Różnice dotyczą tylko nazwania warunków, jakie muszą być spełnione, by spokojnie przyjąć wspólną walutę. Politycy rządzącej koalicji mówią, że najpierw trzeba nadgonić gospodarczo Zachód. Natomiast politycy z opozycji i ekonomiści twierdzą, że najpierw trzeba przeprowadzić głębokie reformy strukturalne. Oczywiście ta retoryczna różnica wynika wyłącznie z niechęci rządzących do mówienia o niepopularnych reformach.
Ważne, że zgodność poglądów w sprawie euro jest istotnym argumentem we wszystkich rozmowach z Brukselą. Nie można bowiem podejmować decyzji tak waż- nej we wszystkich wymiarach bez zgody przynajmniej znacznej części społeczeństwa.
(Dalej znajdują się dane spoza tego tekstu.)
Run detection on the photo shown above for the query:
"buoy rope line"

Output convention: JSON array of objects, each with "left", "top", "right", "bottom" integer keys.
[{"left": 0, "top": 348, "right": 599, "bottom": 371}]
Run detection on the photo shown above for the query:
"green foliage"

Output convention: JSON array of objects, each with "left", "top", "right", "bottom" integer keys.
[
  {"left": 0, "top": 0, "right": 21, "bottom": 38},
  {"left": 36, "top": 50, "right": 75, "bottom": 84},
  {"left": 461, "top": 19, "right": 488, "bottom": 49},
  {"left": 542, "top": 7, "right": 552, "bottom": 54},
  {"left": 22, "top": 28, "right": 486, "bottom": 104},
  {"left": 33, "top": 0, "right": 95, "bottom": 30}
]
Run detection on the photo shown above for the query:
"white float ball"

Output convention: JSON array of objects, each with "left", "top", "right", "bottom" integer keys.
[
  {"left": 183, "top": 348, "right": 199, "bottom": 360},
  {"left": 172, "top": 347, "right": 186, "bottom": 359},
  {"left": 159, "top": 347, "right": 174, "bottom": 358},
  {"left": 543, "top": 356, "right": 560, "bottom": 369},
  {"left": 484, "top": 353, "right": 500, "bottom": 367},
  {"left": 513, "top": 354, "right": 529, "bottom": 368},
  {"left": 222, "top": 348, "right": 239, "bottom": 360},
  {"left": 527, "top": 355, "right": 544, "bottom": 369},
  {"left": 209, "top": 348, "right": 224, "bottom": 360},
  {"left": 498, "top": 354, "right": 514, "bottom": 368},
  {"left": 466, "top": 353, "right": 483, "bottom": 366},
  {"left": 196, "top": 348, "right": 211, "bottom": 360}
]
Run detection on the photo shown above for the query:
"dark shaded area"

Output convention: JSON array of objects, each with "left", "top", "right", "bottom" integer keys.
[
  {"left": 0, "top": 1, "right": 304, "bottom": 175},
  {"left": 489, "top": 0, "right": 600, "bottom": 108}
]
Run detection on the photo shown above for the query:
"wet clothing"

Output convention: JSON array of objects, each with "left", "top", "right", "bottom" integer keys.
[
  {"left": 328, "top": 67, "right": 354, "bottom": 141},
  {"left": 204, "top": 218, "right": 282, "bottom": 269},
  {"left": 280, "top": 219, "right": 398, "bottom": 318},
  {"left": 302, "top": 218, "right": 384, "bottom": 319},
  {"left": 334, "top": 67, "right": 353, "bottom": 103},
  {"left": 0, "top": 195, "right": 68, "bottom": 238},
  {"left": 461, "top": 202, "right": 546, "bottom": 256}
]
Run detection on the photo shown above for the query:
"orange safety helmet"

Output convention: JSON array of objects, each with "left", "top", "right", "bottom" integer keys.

A sprawa dotyczy przecież jednego z atrybutów suwerenności państwa, jakim jest własna waluta.
Opublikowany w czwartek kolejny raport NBP w sprawie euro powtarza to, o czym wszyscy wiedzą: posiadanie własnej waluty daje nam skuteczny mechanizm wychodzenia ze wszystkich dołków gospodarczych. W takich sytuacjach złoty się osłabia, eksport staje się bardziej dochodowy, a jednocześnie spada import.
Ale w raporcie NBP przypomniano, że do przyjęcia euro nie wystarczy zreformować polską gospodarkę. Ważniejsze jest, by zreformował się sam euroland. Dziś wspólna waluta łączy kraje o bardzo zróżnicowanej polityce fiskalnej, co stwarza wysokie ryzyko kryzysu.